Des répétitions en tandem triples de chaque motif de boîte CArG ont été synthétisées. Tous les fragments d'ADN ont été clonés dans le vecteur Y1H pAbAi (Clontech, Mountain View, États-Unis) en utilisant des sites de restriction appropriés. Ensuite, chaque construction pAbAi assemblée a été linéarisée avec BstbI et transformée dans la souche Saccharomyces cerevisiae Y1HGold selon le manuel Yeast Transformation System 2 (Clontech, Mountain View, États-Unis). Les clones portant le fragment d'ADN souhaité ont été criblés pour l'auto-activation sur un milieu synthétique de suppression d'uracile supplémenté avec de l'auréobasidine A à une concentration de 100–900 ng/mL, comme indiqué (Clontech, Mountain View, USA)^[2].

Les cadres de lecture ouverts (ORF) des gènes SlBES1 ont été amplifiés et ligaturés dans le plasmide pGBKT7-GAL4BD. Les constructions de fusion GAL4BD-SlBES1 ont été transformées dans des cellules de levure Y2H Gold.−Des plaques de milieu Trp ont été utilisées pour cultiver les transformants de levure.Le αL'activité -galactosidase des transformants a été identifiée par X-α-gal et l'expression de AUR1-C ont été examinées par l'auréobasidine A^[3].

3. Concentrations minimales inhibitrices d'auréobasidine pour diverses levures

4. Procédures opérationnelles (pour le système de transformation de levure résistante à AbA)

1) Ajouter 0,5 mL de culture de levure de nuit à 50 mL de milieu YPD (composition : 1 L de milieu liquide contient 10 g d'extrait de levure, 20 g de polypeptone, 20 g de D-glucose ; pour le milieu solide, ajouter 2 % d'agar supplémentaire).

2) Incuber à 30°C pendant environ 6 heures, jusqu'à ce que l'OD660 soit de 1 à 2. Lorsque vous utilisez des diploïdes, mesurez l'OD660 à 2-4.

3) Centrifugeuse à 1 000×g pendant 5 minutes.

4) Remettre le culot en suspension dans 10 mL de solution A (composition : 100 mM d'acétate de lithium, 10 mM de Tris-HCl pH 7,5, 1 mM d'EDTA), puis centrifuger à 1 000×g pendant 5 minutes.

5) Esuspendre le culot dans la solution A jusqu'à ce que la DO660 soit de 150.

6) Aliquoter 100 µL de la suspension cellulaire dans un tube et incuber à 30°C pendant 1 heure.

7) Ajoutez 5 µg du vecteur (ADN circulaire ou linéaire) et 150 µg d'ADN porteur (qui a été chauffé à 100°C pendant 10 minutes puis refroidi rapidement).

Remarque : pAUR101 nécessite un ADN linéaire pour la transformation.

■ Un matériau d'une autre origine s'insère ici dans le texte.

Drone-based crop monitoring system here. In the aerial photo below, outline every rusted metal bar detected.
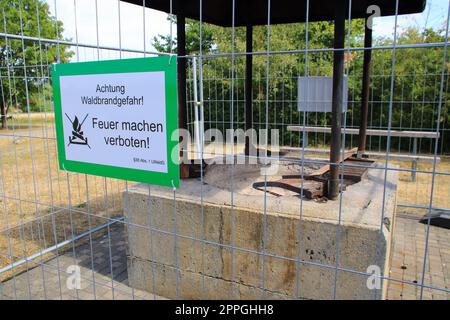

L'utilisation d'ADN circulaire réduira l'efficacité de la transformation ou pourrait même échouer. pAUR112 et pAUR123 nécessitent un ADN plasmidique complet pour la transformation.

8) Ajouter 850 µL de Solution B (composition : dissoudre 40 g de Polyéthylène Glycol 4000 dans 100 mL de Solution A et bien mélanger, préparer fraîche avant utilisation), et mélanger doucement.

9) Incuber à 30°C pendant 30 minutes, puis à 42°C pendant 15 minutes.

10) Placer à température ambiante pendant 10 minutes.

11) Centrifuger à 5 000 tr/min pendant 1 minute et remettre le culot en suspension dans 5 ml de milieu YPD.

12) Incuber à 30°C pendant 6 heures ou toute la nuit.

13) Centrifuger à 5 000-10 000 tr/min et remettre le culot en suspension dans 1 à 10 ml de NaCl à 0,9 %.

14) Déposer 100 µL de la suspension cellulaire sur des plaques de milieu sélectif YPD (contenant une certaine concentration d'AbA, selon le type de souche).Incuber à 30°C pendant 3 à 4 jours jusqu'à ce que la transformation soit complète.

15) Choisissez des transformants positifs et/ou déterminez l’efficacité de la transformation (exprimée en nombre de colonies transformées par microgramme d’ADN plasmidique).

Documents:

Fiche de données de sécurité

60231_FDS_HB220420_FR.pdf

Manuels

60231_Manuel_HB250116_FR.pdf

Chiffres

Figure 1. Tableau de croissance des plaques de levure

Souche expérimentale:GS115

Quantité d'utilisation : 0,05 μg/mL、0,1 μg/mL、0,5 μg/mL、1 μg/mL

Traitement: 3-5 Jours à 30°C

La rangée supérieure est le produit Yeasen et la rangée inférieure est la marque T*.